Cronache

Roma, De Vito fatto fuori da Comunarie M5S con falsi dossier: giallo su indagati

È giallo sugli indagati nell'inchiesta apert dalla Procura di Roma sul falso dossier usato per far fuori Marcello De Vito dalla corsa alle Comunarie M5S per il Campidoglio

Roma, De Vito fatto fuori da Comunarie M5S con falsi dossier: giallo su indagati

Il fascicolo aperto dalla Procura di Roma per indagare sul presunto dossieraggio ai danni dell'attuale presidente dell'assemblea capitolina Marcello De Vito ora ha un'ipotesi di reato, la calunnia, e almeno due indagati.

All'inizio del 2016, infatti, De Vito, che partiva favorito nella consultazione fra gli iscritti, era stato fatto fuori dalla corsa per le Comunarie indette dal M5S per individuare il candidato sindaco della capitale sulla base di un'accusa rivelatasi del tutto falsa. A puntare il dito contro di lui furono Virginia Raggi, Daniele Frongia ed Enrico Stefàno, i primi due all'epoca in gara contro il candidato cinquestelle.

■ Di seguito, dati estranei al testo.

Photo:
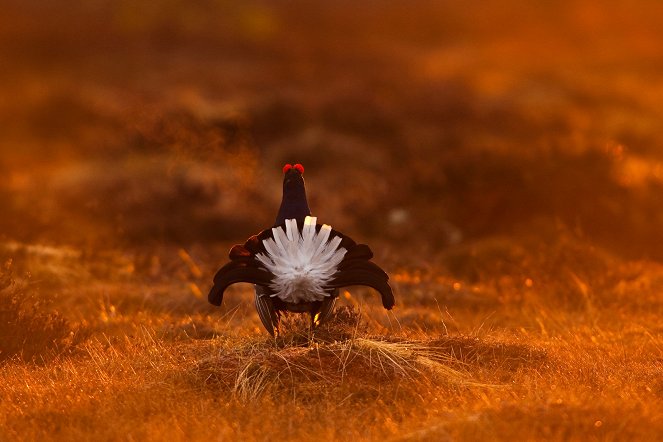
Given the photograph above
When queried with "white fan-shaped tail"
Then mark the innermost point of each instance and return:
(302, 262)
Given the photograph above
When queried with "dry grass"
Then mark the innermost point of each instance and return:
(503, 161)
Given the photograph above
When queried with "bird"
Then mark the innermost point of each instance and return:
(299, 265)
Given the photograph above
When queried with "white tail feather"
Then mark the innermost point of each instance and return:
(301, 263)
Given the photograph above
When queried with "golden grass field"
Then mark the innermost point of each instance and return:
(504, 160)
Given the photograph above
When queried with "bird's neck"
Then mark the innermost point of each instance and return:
(293, 205)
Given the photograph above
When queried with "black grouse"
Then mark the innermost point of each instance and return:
(299, 265)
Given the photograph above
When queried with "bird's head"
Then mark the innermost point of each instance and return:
(293, 178)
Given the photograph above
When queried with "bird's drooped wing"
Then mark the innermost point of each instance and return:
(356, 269)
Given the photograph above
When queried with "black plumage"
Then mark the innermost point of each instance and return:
(247, 262)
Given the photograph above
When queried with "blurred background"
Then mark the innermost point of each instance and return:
(423, 125)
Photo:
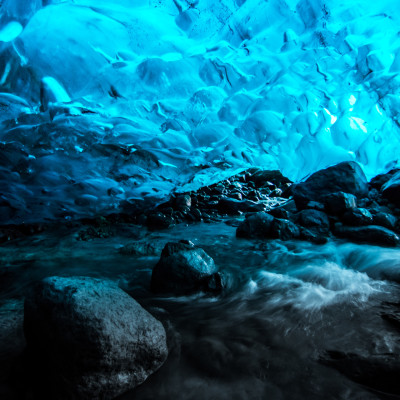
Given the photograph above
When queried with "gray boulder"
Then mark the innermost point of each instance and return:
(256, 225)
(183, 269)
(391, 189)
(357, 217)
(345, 177)
(314, 220)
(93, 335)
(339, 202)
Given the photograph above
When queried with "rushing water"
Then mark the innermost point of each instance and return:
(286, 305)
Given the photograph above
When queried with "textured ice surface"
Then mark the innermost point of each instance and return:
(105, 102)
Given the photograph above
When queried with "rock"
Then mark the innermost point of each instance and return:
(276, 193)
(391, 189)
(357, 217)
(183, 269)
(158, 220)
(315, 205)
(279, 212)
(93, 335)
(347, 177)
(260, 178)
(378, 181)
(314, 220)
(370, 234)
(312, 237)
(233, 206)
(182, 202)
(384, 219)
(338, 203)
(257, 225)
(284, 229)
(142, 249)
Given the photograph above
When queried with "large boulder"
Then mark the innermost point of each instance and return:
(391, 189)
(93, 335)
(347, 177)
(314, 220)
(256, 225)
(183, 269)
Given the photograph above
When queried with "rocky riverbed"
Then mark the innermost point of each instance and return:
(293, 294)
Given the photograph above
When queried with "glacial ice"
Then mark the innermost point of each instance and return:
(107, 103)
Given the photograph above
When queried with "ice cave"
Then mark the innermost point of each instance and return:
(199, 199)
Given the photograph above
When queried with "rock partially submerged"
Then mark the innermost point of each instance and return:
(183, 269)
(347, 177)
(93, 335)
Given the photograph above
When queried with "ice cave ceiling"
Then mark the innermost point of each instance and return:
(104, 103)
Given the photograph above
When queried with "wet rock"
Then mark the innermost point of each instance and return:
(378, 181)
(93, 335)
(315, 205)
(261, 178)
(347, 177)
(142, 249)
(158, 220)
(370, 234)
(183, 269)
(357, 217)
(233, 206)
(384, 219)
(311, 236)
(279, 212)
(257, 225)
(182, 202)
(391, 189)
(314, 220)
(284, 229)
(338, 203)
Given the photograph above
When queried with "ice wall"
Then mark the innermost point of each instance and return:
(106, 103)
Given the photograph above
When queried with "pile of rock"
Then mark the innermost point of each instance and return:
(337, 200)
(248, 191)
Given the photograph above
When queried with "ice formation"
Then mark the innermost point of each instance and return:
(106, 103)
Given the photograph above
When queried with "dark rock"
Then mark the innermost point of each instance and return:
(315, 205)
(142, 249)
(93, 336)
(384, 219)
(276, 193)
(279, 212)
(378, 181)
(233, 206)
(158, 220)
(284, 229)
(182, 202)
(260, 178)
(391, 189)
(312, 237)
(184, 268)
(338, 203)
(370, 234)
(257, 225)
(314, 220)
(347, 177)
(357, 217)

I tre lo accusarono di aver trafficato su una licenza edilizia, sollevando il sospetto che avesse commesso un abuso d'ufficio nel corso del suo mandato in Campidoglio. E, nel corso di un "processo" interno al Movimento, avrebbero presentato prove fasulle a suo carico per escluderlo dalla corsa al Campidoglio. Proprio su questo "processo" la procura aveva aperto un inchiesta dopo l'esposto presentato l'estate scorsa dal senatore di centrodestra Andrea Augello.

La vicenda

Il 19 marzo 2015, Marcello De Vito aveva compiuto un accesso agli atti, ricostruisce La Repubblica, su richiesta di Paolo Morricone avvocato del M5S in Regione, per verificare se un presunto condono in un seminterrato della zona Aurelia fosse stato autorizzato dietro il rilascio di una mazzetta. Si tratta di un potere concesso a tutti i consiglieri comunali per avere dagli uffici capitolini "tutte le notizie e le informazioni in loro possesso, utili all'espletamento del proprio mandato".

Per questo motivo viene accusato di essere "inaffidabile come candidato sindaco", sia nelle chat nei consiglieri comunali e municipali che in una riunione organizzata il 28 dicembre 2015 da Raggi, Frongia e Stefàno con gli eletti municipali, all'insaputa di De Vito.

Poi, il 7 gennaio 2016, l'ancora ignaro "imputato" viene convocato alla Camera, insieme ai suoi tre accusatori. Lì, alla presenza dei deputati Alessandro Di Battista, Carla Ruocco, Roberta Lombardi, Paola Taverna ed Enrico Baroni, con i capi della Comunicazione Rocco Casalino e Ilaria Loquenzi a far da supervisori, i tre grillini hanno accusato il collega e sfidante di abuso d'ufficio, esibendo il parere di un autorevole legale.

Uscito da Montecitorio, De Vito è tornato a casa e ha recuperato tutti i documenti che provavano la sua estraneità e in serata li ha inviati via mail, spiegando che "l'accesso agli atti è stato correttamente richiesto per le motivazioni di cui alla mail di Paolo Morricone, nostro avvocato regionale, che riporto di seguito" e chiedendo di "valutare ciò che si è verificato oggi nei miei confronti, alla luce delle accuse che mi sono state mosse".

Ma ormai la frittata era fatta: grazie all'operazione di discredito alla vigilia del voto e alla defezione strategica di Frongia, l'avvocata grillina riesce a vincere le Comunarie M5S e a diventare la prima sindaca donna della Capitale.

L'inchiesta

Il "processo" interno celebrato contro De Vito il 7 gennaio, proprio perché allestito alla Camera e non in una sede di partito, con i parlamentari nell'esercizio delle loro funzioni e dunque in qualità di pubblici ufficiali, come più volte stabilito dalla Cassazione penale, invera l'ipotesi di calunnia ai danni del candidato Cinquestelle. Il reato, infatti, ricorre quando viene incolpato di un reato una persona di cui si conosce l'innocenza o quando si simuli a carico di quest'ultima le tracce di un reato.

La smentita

"Non ci sono indagati per calunnia nell'inchiesta sul presunto dossieraggio ai danni dell'attuale presidente dell'assemblea capitolina Marcello De Vito, fatto fuori sulla base di false accuse all'inizio del 2016 dalla corsa per le Comunarie indette dal Movimento Cinque Stelle per la scelta del candidato sindaco" precisa la Procura di Roma.